Cassini's radar instrument imaged several very dark features near Titan's north pole. Much larger than similar features seen before on Titan, the largest dark feature measures at least 100,000 square kilometers (39,000 square miles). Since the radar has caught only a portion of each of these features, only their minimum size is known. Titan is the second largest moon in the solar system and is about 50 percent larger than Earth's moon.
"We've long hypothesized about oceans on Titan and now with multiple instruments we have a first indication of seas that dwarf the lakes seen previously," said Dr. Jonathan Lunine, Cassini interdisciplinary scientist at the University of Arizona, Tucson.
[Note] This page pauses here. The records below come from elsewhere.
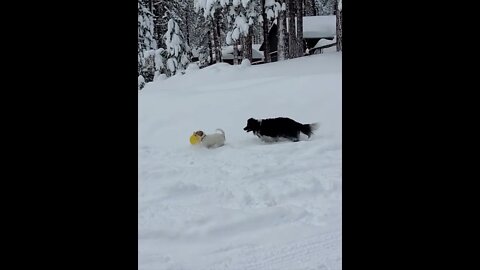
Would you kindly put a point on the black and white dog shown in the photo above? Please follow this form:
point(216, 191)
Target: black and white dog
point(281, 127)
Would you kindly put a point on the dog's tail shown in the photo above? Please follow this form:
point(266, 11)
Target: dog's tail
point(308, 129)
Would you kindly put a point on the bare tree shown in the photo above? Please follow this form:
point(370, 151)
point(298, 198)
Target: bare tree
point(235, 52)
point(299, 8)
point(292, 39)
point(266, 51)
point(282, 28)
point(338, 8)
point(216, 38)
point(247, 49)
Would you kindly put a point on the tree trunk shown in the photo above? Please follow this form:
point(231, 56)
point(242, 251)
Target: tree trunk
point(292, 40)
point(210, 49)
point(266, 52)
point(281, 23)
point(187, 25)
point(300, 41)
point(235, 52)
point(339, 27)
point(310, 8)
point(219, 35)
point(248, 45)
point(216, 44)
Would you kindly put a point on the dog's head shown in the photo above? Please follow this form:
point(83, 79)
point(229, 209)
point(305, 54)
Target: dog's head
point(252, 125)
point(199, 133)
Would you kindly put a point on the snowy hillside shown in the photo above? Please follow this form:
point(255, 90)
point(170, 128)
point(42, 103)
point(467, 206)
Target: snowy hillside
point(248, 204)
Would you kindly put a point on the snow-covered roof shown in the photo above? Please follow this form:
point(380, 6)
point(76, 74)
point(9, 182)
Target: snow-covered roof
point(227, 51)
point(323, 42)
point(319, 26)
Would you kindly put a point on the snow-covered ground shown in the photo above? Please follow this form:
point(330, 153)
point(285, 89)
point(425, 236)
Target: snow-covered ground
point(248, 204)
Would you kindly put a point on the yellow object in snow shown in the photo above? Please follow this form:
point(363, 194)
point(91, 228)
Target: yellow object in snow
point(194, 139)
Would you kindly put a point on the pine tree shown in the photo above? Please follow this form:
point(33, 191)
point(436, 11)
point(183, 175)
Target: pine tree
point(177, 50)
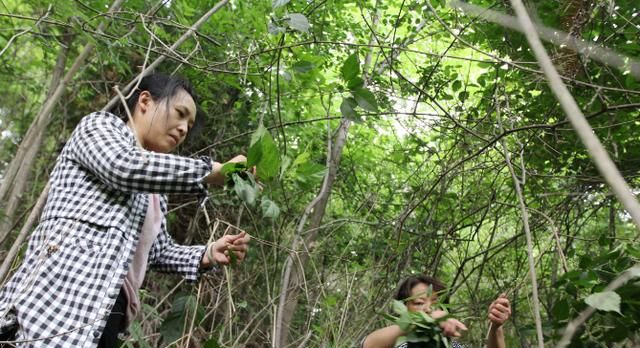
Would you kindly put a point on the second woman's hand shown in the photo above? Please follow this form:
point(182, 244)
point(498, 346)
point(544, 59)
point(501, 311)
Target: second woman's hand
point(218, 251)
point(216, 178)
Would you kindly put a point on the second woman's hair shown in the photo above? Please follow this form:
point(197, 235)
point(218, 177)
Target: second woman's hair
point(404, 289)
point(161, 87)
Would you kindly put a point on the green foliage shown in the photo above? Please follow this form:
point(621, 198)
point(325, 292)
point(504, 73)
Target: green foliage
point(422, 183)
point(180, 316)
point(418, 326)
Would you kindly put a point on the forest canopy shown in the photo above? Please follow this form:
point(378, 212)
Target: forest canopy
point(391, 138)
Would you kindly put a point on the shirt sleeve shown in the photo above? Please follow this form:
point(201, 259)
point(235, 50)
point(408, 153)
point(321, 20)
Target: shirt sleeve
point(169, 257)
point(104, 145)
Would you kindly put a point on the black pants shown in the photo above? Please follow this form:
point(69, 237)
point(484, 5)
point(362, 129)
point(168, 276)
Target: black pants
point(116, 323)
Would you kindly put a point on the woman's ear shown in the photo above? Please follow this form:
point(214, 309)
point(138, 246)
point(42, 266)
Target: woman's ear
point(144, 101)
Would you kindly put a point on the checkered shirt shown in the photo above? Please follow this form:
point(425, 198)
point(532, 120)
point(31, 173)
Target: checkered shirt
point(78, 256)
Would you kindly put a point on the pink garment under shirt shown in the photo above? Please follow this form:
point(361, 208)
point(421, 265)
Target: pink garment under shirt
point(138, 267)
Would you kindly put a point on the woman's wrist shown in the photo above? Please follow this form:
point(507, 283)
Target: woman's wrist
point(215, 177)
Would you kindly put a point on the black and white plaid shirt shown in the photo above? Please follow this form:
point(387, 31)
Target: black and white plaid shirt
point(79, 254)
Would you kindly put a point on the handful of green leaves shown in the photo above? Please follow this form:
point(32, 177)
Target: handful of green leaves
point(264, 156)
point(419, 327)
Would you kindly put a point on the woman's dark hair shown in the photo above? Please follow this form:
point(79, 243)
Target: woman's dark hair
point(404, 289)
point(161, 87)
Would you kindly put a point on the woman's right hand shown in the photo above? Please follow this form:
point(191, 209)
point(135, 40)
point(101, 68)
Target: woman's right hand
point(216, 177)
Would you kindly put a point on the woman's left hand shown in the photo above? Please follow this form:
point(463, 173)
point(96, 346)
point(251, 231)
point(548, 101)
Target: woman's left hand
point(218, 252)
point(500, 310)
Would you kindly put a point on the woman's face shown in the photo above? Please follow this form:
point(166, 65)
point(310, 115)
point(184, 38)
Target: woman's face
point(161, 125)
point(422, 297)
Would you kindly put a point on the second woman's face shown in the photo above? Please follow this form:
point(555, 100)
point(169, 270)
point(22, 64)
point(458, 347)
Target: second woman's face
point(422, 297)
point(162, 125)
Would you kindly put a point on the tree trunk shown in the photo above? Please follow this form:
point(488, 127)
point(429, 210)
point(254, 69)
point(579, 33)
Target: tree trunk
point(576, 16)
point(24, 232)
point(18, 170)
point(293, 274)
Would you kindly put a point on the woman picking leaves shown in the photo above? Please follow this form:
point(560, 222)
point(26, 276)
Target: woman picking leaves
point(104, 222)
point(419, 294)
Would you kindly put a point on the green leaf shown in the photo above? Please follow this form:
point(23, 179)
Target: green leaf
point(229, 168)
point(212, 343)
point(351, 68)
point(245, 191)
point(399, 307)
point(257, 134)
point(284, 165)
point(604, 301)
point(263, 154)
point(269, 163)
point(275, 29)
point(298, 22)
point(302, 66)
point(347, 109)
point(309, 174)
point(279, 3)
point(182, 309)
point(355, 83)
point(560, 310)
point(270, 210)
point(366, 99)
While there is no definitive proof yet that these seas contain liquid, their shape, their dark appearance in radar that indicates smoothness, and their other properties point to the presence of liquids. The liquids are probably a combination of methane and ethane, given the conditions on Titan and the abundance of methane and ethane gases and clouds in Titan's atmosphere.
Cassini's visual and infrared mapping spectrometer also captured a view of the region, and the team is working to determine the composition of the material contained within these features to test the hypothesis that they are liquid-filled.
The imaging cameras, which provide a global view of Titan, have imaged a much larger, irregular dark feature. The northern end of their image corresponds to one of the radar-imaged seas. The dark area stretches for more than 1,000 kilometers (620 miles) in the image, down to 55 degrees north latitude. If the entire dark area is liquid-filled, it would be only slightly smaller than Earth's Caspian Sea. The radar data show details at the northern end of the dark feature similar to those seen in earlier radar observations of much smaller, liquid-filled lakes. However, to determine if the entire dark feature is a liquid-filled basin will require investigation through additional radar flyovers later in the mission.
The presence of these seas reinforces current thinking that Titan's surface must be re-supplying methane to its atmosphere, the original motivation almost a quarter century ago for the theoretical speculation of a global ocean on Titan.
Cassini's instruments are peeling back the haze that shrouds Titan, showing high northern latitudes dotted with seas hundreds of miles across, and hundreds of smaller lakes that vary from several to tens of miles.
Due to the new discoveries, team members are re-pointing Cassini's radar instrument during a May flyby so it can pass directly over the dark areas imaged by the cameras.